Même si Québec a sorti la hache pour sabrer les primes dans la haute fonction publique, le grand patron d'Hydro-Québec, Thierry Vandal, encaissera ce printemps un bonus supérieur à celui de l'an dernier.

Pour les plus hauts dirigeants de la société d'État, d'ailleurs, les primes continueront allègrement, en dépit de la directive gouvernementale qui met un terme aux primes pour l'ensemble des gestionnaires de la fonction publique.

Selon le ministre des Finances, Raymond Bachand, refuser ces primes pour les dirigeants d'Hydro équivaut à «passer une loi spéciale, rouvrir la convention collective et abolir les bonus de tous les gens qui sont couverts par cette convention».

Hydro-Québec, comme d'autres sociétés d'État, est régie par la Loi sur la gouvernance, et son conseil d'administration est indépendant. On attend des dirigeants de ces «sociétés commerciales» des «efforts équivalents rigoureux» pour compenser ces primes.

Hier à l'Assemblée nationale, le député péquiste de Jonquière, Sylvain Gaudreault, s'est interrogé sur la pertinence des primes accordées à M. Vandal. Il a obtenu pour 2009 un bonus de 125 000$ qui s'ajoute à son salaire de 421 000$. Par rapport à l'année précédente, ce sont des augmentations respectives de 3000$ et 4000$. Pourtant, a relevé M. Gaudreault, la feuille de route du patron d'Hydro-Québec depuis 12 mois est plutôt ternie par des erreurs de jugement. La société d'État a laissé échapper l'achat d'Énergie Nouveau-Brunswick, n'a pu gérer le problème de l'entretien de Gentilly 2 et a même commandité des écoles privées cossues auxquelles est lié M. Vandal.

«Laxisme»

Pourtant, au printemps 2009, embarrassé, le ministre Claude Béchard, alors responsable d'Hydro-Québec, avait justifié les bonus du président Vandal en expliquant qu'on les lui avait accordés pour sa performance «avant la crise financière» et que ces primes seraient revues par la suite, a rappelé M. Gaudreault. «C'est évident que le gouvernement n'a aucun contrôle, aucune autorité sur ces sociétés, même quand un ministre dit que ce sera revu, il n'y a rien qui change», a insisté le député péquiste.

Selon lui, ce laxisme est difficilement justifiable - les abonnés ont encaissé 20% d'augmentation de tarifs depuis 2004, et 2% de hausse l'an dernier seulement.

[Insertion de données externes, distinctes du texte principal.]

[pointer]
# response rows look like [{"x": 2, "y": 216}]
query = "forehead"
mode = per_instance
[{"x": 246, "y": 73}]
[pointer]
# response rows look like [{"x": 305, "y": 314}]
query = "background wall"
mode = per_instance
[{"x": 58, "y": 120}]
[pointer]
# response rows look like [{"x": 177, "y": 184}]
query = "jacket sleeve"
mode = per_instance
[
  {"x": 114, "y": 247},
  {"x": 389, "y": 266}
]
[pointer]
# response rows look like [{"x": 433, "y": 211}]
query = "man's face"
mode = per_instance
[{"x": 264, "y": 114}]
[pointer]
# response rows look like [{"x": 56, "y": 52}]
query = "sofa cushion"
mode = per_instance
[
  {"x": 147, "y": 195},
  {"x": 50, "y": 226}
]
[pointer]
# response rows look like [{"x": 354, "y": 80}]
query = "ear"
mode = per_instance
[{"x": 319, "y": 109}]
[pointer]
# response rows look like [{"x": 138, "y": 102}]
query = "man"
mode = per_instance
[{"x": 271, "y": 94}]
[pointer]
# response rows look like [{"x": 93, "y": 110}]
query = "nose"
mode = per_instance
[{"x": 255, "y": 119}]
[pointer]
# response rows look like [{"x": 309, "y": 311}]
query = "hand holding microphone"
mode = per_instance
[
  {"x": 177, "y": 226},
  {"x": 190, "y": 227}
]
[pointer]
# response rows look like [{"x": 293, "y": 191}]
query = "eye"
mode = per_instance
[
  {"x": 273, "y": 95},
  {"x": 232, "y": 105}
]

M. Bachand estime que la révision de ces primes serait un geste aussi odieux que la décision du gouvernement péquiste, au début des années 80, de rouvrir les conventions collectives et de « (réduire) le salaire des enseignants de 20%». M. Bachand était, il faut le dire, aux premières loges à l'époque comme chef de cabinet de Pierre Marc Johnson, gros canon du cabinet de René Lévesque.

En faisant le tour de la liste des gestionnaires d'Hydro-Québec, on remarque aussi que tous ont reçu en 2009 des primes presque aussi généreuses que celles de l'année précédente. André Boulanger, président de la filiale distribution, a reçu 102 000$ en bonus, comparativement à 106 000$ l'année précédente. À son salaire de 369 000$, on doit aussi ajouter 17 000$ pour l'utilisation de son auto - prime à laquelle M. Vandal n'a pas droit, car Hydro-Québec lui fournit la limousine et le chauffeur.

Isabelle Courville a eu droit à une prime de 89 500$, 4000$ de plus que l'année précédente, qui s'est ajoutée à son salaire de 354 000$. Richard Cacchione, président d'Hydro Production, a un salaire de 367 000$, mais doit se contenter de 100 000$ de bonus, 2000$ de moins que l'année précédente.